Su boca se volvió fina; lentamente negó con la cabeza, Io miró a Morag, quien observaba con los dedos posados en los labios. Podría haber estado la mejor de sus sonrisas debajo de esos dedos.
—Dime cómo encontrar las barracas —le dijo Io a Morag.
—No —dijo Aedan por tercera vez, esta vez con un claro tono de advertencia. Morag bajó la mano y luego su cabeza y toda la gente alrededor también lo hizo, uno a uno, una ola de movimiento. Era un gesto de sumisión, total y absoluto Io se volvió para mirar a Aedan, con exasperación.
—Sabes que conozco el camino —dijo.
Luego agregó sin reflexionar:
—No puedes impedírmelo.
Una sonrisa quebró sus heladas facciones, una sonrisa muy desagradable. Se movió hacia ella, entre la gente que se hacía a un lado a su paso hasta que la tomó por el brazo, hasta que comenzó a llevar a ambos fuera de la tienda, de nuevo al aire, la luz y el cielo.

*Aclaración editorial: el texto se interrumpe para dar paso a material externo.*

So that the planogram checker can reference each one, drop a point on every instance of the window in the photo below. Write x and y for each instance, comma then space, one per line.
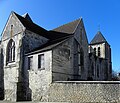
98, 71
98, 51
10, 57
92, 68
80, 60
41, 61
30, 63
95, 51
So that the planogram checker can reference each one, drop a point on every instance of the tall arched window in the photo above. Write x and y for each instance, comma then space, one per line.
95, 51
10, 57
92, 69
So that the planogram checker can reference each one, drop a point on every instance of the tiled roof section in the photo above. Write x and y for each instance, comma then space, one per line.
69, 27
49, 45
98, 38
39, 30
31, 26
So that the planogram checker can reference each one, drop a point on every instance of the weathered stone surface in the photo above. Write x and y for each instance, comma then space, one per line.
88, 92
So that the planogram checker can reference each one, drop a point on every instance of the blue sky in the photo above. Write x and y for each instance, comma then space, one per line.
53, 13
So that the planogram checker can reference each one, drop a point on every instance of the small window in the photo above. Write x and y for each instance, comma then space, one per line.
30, 63
98, 51
98, 71
41, 61
10, 57
92, 68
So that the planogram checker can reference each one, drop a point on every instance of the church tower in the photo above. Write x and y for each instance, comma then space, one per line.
102, 50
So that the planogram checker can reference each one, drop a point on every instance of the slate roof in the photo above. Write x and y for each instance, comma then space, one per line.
69, 27
99, 38
49, 45
26, 16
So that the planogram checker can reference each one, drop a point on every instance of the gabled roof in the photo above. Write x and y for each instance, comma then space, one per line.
49, 45
26, 16
37, 29
69, 27
31, 26
99, 38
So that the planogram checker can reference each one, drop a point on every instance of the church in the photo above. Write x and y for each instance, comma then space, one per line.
31, 57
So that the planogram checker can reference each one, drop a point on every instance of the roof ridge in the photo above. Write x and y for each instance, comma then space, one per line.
69, 27
98, 38
77, 24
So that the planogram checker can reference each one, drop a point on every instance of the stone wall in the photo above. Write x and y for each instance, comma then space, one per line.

Se detuvieron al borde del claro, justo donde los árboles comenzaban a espesarse. La sostenía del brazo con mucha fuerza, con sorpresivo dolor. Ione intentó soltarse y Aedan la dejó, inhaló profundamente, un silbido entre sus dientes. Cuando habló, sus palabras fueron entrecortadas, aunque con una calma letal.
—Tú… no… no…
—Los sajones asesinaron a mi madre —dijo.
Aedan hizo una pausa frente a tal declaración. Su mandíbula estaba cerrada con fuerza; las líneas de expresión alrededor de su boca se volvieron más profundas.